- Edit (TBD)
Description
Zen-ith is a great route with just enough spice to make it amazing. Head up the arete to the first bolt of "Breaking Through the Layers", and continue up and right into a nice fingers/thin hands crack. Continue up to where the crack gets wide and then ends. Place a final piece of gear in the crack, and make a move to a jug up on the right, where you can then clip a bolt on the upper face. The business starts here. Make a sustained series of slow and calculated moves (hence the "Zen(-ith)" on crimps and sidepulls, with heady foot smears, up and left towards the arete. The exposure is fun, and makes for a heady crux. Once established on the arete, clip the last bolt and head up to the anchors. Shares the anchor with Supernova, 5.9 trad, in the dihedral on the right.

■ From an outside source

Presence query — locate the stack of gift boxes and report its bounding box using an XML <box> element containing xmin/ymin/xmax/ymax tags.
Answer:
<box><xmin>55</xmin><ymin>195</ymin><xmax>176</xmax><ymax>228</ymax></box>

The enjoyable Zen-ith crux can be climbed all sport by going up the first 4 bolts of Breaking Through the Layers, and then cutting up and over to the first bolt of Zen-ith. It doesn't really add any rope drag (though long slings won't hurt), and the fall is still safe.
Location
Follows the right side of the arete forming a series of small roofs.
Protection
First bolt of "Breaking Through the Layers" and then I use a .5", 2", optional .75", and a 1" cam (or tcu) for the last piece before the first bolt on the upper face. Two gray bolts between the gear and the anchor.